What I've been doing is stripping away the file path and .xml extension in order to just leave the abbreviated article name. We'll say these names are stored in a single column of our data frame (we'll call it df) and the column header is filename. To perform the 'string stripping' operation you could do the following:

df["filename"] = df.filename.map(lambda x: x.lstrip('/some/local/directory/')) df["filename"] = df.filename.map(lambda x: x.replace(' ', '')[:-4])

If I had a list of these names, say:

keys = ['j.jct.2005.03.012', ...]

and the data frame pulled from ThermoML (with the filename column formatted like above). I could write:

ind = df.filename.isin(keys) df = df[ind]

You should be left with all of the data from the articles specified in keys

jchodera commented 8 years ago

Some quantities are easier to calculate with NPT simulations, and some are easier to calculate with NVT simulations. There's always ways to get around that, (for example, (dP/dT)_V can be calculated as - (dV/dT)_P / (dV/dT)_P ), but that might be something to think about specifying in the calculation.

The user will be isolated from this by having the PropertyCalculator figure out what the best strategy is. The most important thing is to capture the experimental conditions under which the measurement was made.

jchodera commented 8 years ago

@bmanubay: What about retrieval from the ThermoML Archive online directly?
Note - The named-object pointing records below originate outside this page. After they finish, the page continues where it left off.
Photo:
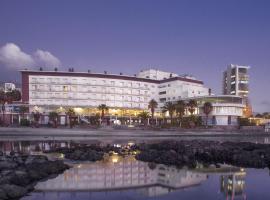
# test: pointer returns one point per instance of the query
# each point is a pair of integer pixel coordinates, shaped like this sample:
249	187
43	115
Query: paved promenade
107	132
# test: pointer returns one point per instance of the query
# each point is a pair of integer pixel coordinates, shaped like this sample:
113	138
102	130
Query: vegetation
103	108
25	122
192	104
53	116
207	109
180	108
169	107
152	106
36	116
72	116
23	110
144	117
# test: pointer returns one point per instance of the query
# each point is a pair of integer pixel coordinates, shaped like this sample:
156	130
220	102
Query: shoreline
115	133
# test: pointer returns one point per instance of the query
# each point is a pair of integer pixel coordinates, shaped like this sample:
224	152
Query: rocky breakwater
20	173
197	152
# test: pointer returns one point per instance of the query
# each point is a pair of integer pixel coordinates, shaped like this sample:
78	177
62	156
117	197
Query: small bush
25	122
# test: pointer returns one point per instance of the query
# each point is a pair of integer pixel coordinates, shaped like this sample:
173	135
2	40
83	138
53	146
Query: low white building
226	109
49	90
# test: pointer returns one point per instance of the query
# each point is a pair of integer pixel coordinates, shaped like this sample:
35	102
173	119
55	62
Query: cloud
266	103
45	58
12	57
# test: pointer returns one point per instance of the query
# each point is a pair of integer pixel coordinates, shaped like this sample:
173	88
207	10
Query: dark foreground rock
192	153
19	174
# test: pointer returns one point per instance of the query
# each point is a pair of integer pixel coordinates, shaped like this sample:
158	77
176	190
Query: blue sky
194	37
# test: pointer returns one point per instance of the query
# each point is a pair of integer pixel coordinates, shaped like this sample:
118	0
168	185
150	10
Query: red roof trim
112	76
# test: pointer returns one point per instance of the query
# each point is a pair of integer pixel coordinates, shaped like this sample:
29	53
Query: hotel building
46	91
236	82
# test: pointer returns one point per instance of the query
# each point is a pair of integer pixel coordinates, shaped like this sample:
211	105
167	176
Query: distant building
236	82
9	87
227	109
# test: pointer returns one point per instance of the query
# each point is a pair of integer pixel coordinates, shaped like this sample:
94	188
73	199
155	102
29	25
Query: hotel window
34	87
65	88
73	88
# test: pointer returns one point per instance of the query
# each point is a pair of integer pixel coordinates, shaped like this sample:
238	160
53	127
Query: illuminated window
65	88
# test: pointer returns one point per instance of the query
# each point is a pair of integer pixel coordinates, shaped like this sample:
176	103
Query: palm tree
103	108
152	106
36	116
180	108
192	104
144	116
207	109
170	107
23	110
71	115
53	116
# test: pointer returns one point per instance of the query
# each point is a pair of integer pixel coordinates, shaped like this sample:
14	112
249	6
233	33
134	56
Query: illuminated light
78	110
130	143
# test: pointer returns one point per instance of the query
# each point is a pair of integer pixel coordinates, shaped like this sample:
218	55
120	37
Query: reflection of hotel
232	185
119	173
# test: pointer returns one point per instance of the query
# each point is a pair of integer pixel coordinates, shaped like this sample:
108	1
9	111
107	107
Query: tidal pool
126	178
120	178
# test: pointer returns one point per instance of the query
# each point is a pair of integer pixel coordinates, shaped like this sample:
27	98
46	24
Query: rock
19	173
12	153
7	165
13	191
3	194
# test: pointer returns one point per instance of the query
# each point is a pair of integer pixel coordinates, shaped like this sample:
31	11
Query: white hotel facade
49	89
126	96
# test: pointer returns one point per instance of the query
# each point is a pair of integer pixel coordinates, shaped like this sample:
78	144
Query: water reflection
116	172
126	178
233	185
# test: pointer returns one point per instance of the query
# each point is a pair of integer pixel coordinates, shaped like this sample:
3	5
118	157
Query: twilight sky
184	36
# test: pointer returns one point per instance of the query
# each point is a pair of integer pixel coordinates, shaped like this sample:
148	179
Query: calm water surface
126	178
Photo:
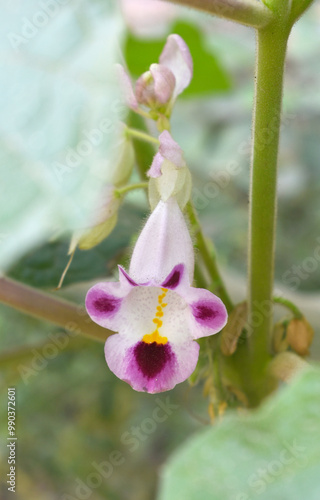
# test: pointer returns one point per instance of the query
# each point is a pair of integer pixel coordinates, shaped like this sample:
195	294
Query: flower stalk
248	12
208	259
41	305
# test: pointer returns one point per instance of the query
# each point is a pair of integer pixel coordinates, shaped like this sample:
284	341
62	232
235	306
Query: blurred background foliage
72	410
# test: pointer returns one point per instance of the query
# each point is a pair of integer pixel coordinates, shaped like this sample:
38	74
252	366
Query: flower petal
155	169
164	82
103	302
127	88
176	56
150	367
155	87
163	243
208	311
175	278
171	150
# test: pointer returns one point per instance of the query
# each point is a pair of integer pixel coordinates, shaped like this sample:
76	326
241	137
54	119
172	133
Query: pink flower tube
155	310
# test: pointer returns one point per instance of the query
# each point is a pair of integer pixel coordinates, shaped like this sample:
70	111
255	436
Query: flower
169	174
155	310
159	87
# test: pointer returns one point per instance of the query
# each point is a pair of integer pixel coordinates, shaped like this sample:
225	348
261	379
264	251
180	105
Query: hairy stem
143	136
69	316
272	43
131	187
249	12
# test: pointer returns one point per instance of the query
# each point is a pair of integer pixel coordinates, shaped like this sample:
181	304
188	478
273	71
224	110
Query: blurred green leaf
271	453
209	75
42	267
58	119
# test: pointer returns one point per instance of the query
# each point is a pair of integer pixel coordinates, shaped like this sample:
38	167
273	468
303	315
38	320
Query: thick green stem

Is there a way to look up the URL from the short key alone, or is locating the XML file only possible once you have retrieved a full local copy of the Archive?

bmanubay commented 8 years ago

@jchodera I'm unsure of a way to do it programmatically. I'd have to look into that further. You can certainly find the articles via Google search from the short key.

I'll have to do a little fiddling with the ThermoPyL library to give a satisfying answer though.

davidlmobley commented 8 years ago

@bmanubay - I don't actually think he's asking about the articles, I think he's asking about getting the XML file; can retrieving the XML file be done without having the full ThermoML archive locally? i.e., if we already have a list of what IDs we want (i.e., you hand it to me) do I have to pull the whole archive again or can i just retrieve the XML files for the specific IDs I want?

bmanubay commented 8 years ago

@davidlmobley - Got it! Still unsure. I'll have to see what I can do with the ThermoPyL library.

jchodera commented 8 years ago

This may be another question for Kroenlein. For now, we'll retrieve the whole ThermoML Archive and search for the articles we want, but it would be useful to be able to compile the subset we want and have the tool download only the necessary data.

Note that if you have the whole DOI, you can easily form the URL as http://trc.boulder.nist.gov/ThermoML/ + DOI, as in:

http://trc.boulder.nist.gov/ThermoML/10.1016/j.jct.2005.03.012
davidlmobley commented 8 years ago

@jchodera - any headway on API draft for this? Is there anything you need before you can do it?

jchodera commented 8 years ago

I've opened a PR to document the proposed API:

https://github.com/open-forcefield-group/open-forcefield-tools/pull/3

davidlmobley commented 8 years ago

I think this is closed by the API draft in https://github.com/open-forcefield-group/open-forcefield-tools/pull/3 ?

jchodera commented 8 years ago

Yep!